March 5, 1988
By LINDA DEUTSCH
PHOENIX, Ariz. (AP) — With its allegations of death threats, sexual affairs and political payoffs, Gov. Evan Mecham’s impeachment trial is becoming Arizona’s favorite soap opera.
When testimony heated up last week in the nation’s first impeachment trial of a governor in six decades, the spectators’ gallery at the Arizona Senate was filled to capacity.
TV and radio stations which carried the proceedings from gavel to gavel say they’ve had positive feedback from a larger than usual audience.
“We are in this for the duration,” said Dan Durrenberger, station manager of television station KAET, the public broadcasting affiliate which carries the impeachment proceedings live.

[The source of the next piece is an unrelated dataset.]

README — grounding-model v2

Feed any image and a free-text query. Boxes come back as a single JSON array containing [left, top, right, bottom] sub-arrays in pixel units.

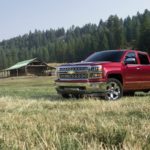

He said the station is getting a higher than usual volume of viewer calls and the majority are “thanking us for broadcasting the trial.” Only four callers complained that other programming was pre-empted, he said.
Trial watchers have heard witnesses detail what they say was a threat by a Mecham aide to kill a witness testifying before a grand jury investigating the Republican governor’s campaign finances. They’ve heard tales of political jobs for sale and have listened to senators debate whether sex has a place in the proceedings.
“This is neither a circus nor another episode of ‘Peyton Place,”‘ said Democratic Sen. Jesus “Chuy” Higuera who was outraged at an effort by Mecham’s lawyers to attack one of the governor’s key accusers with accounts of alleged sexual exploits.
Another senator suggested that Arizona would become world famous for dispensing “cactus justice” or “frontier justice” if such inflammatory claims were permitted.
“Clearly, the introduction of this evidence would make these proceedings more sensational and titillating,” said Republican Sen. Greg Lunn.
Lunn added that it would be unfair to allow airing of clearly irrelevant evidence concerning an alleged 1982 affair between Department of Public Safety Director Ralph Milstead and one of his former employees.
The woman reportedly claimed that Milstead threatened her with death if she disclosed their affair.
With Milstead scheduled to take the witness stand Monday, the senators decided to resist hearing the allegations, which Milstead branded “a ridiculous pack of lies.”
“I don’t believe the entire life of director Milstead is on trial,” said Lunn. “The character and actions of Gov. Mecham are on trial.”
Mecham, 63, a former automobile dealer who won the governorship on his fifth try, is boycotting the trial. He says he’ll appear only when he needs to testify.
He prefers to take his case to the people and can be seen around town giving speeches at luncheon meetings, addressing defense fund-raising rallies or appearing on television.
“I have broken no laws,” he declared in many forums last week, including morning network television programs.
Mecham is charged in 23 articles of impeachment with thwarting investigation of an alleged death threat against a grand jury witness, concealing a $350,000 campaign loan and misusing $80,000 from the governor’s protocol fund by loaning it to his car dealership.
If convicted by a two-thirds vote of the 30-member Senate, he would be removed from office. The senators could then take another vote to bar him from ever holding state office again.
Mecham’s problems don’t end with the impeachment trial. He faces a criminal trial on the loan charge Mar. 22 and a recall election May 17.
Meanwhile the senators, who have dropped most other business to sit as judge and jury in the impeachment trial, grew restive by the end of the first week’s testimony and demanded that things move faster.
Asked about impressions of the first week’s disclosures, Senate Democratic Minority Leader Allan Stephens said he was surprised at the level of tension, suspicion and secrecy which pervaded Mecham’s executive offices on the ninth floor of the capitol.
“What disturbs me,” said Stephens “is that there was such an air of fear and intimidation in the Mecham administration. It’s incredible.”
He noted that key witness Peggy Griffith spoke of being afraid to discuss important matters on the telephone.
“I preferred to do that in person,” she said, indicating a fear that phones were bugged.
“It must have been a very chaotic, frenzied atmosphere on the ninth floor,” Stephens said.